The repeated gestures and complex methods reflect a commitment with craft in which the labor adds another layer of meaning to the work. Placing an importance on the media, he believes that each medium has its own characteristics, malleability and symbolism thus new interpretations are conjured when finding or mundane objects such as postage stamps and seashells are transformed in an almost alchemical fashion into intricate artworks.
THE BOTANY OF DESIRE
Chang collected leaves from around the area of his artist residency in 2010 at Tembi Contemporary in Yogyakarta, an old steeped in traditional culture and beliefs, thriving under the spiritual site of the active Merapi volcano erupted and he had to leave Indonesia abruptly.
When he took up a residency at 1-Shanthi Road in Bangalore in 2012, he decided once again to collect leaves to make a body of works. “The Botany of Desire” is made from dried leaves collected during his many visits to Lalbagh Botanical Gardens.
“Based on England’s Kew Gardens, Lalbagh, to me, represents the foregone era of British colonialism. Plants from all over the world were brought in, and if profitable, introduced to other reaches of the British Empire. Perhaps a tree I saw in my own country is a descendant from Lalbagh. Perhaps I had climbed this tree, ate its fruit, or wore something made out of it.
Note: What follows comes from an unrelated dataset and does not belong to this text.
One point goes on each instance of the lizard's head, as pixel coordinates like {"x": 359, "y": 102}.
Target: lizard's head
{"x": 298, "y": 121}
This work is a playful attempt to find connections with my post. By using leaves I found in Lalbagh, I made a work that resembles shadow puppets (which, of course, originated from India but is a widespread art form in Southeast Asia) and created a melodramatic story from stereotypical ideas about India, from bits and pieces of Tamil and Hindi movies I see throughout my life and observations during my walks in Lalbagh.”
OTARU FABLE
Otaru Fable was made during Chang’s S-AIR 2017 artist residency in Hokkaido, Japan. He transformed these discarded shells of scallops commercially farmed for mass consumption to tell a fable of his trip to a tourist destination called Otaru. By reassembling and painting on seashells and other natural objects that used to host life, Chang hopes to give a “second life” to them.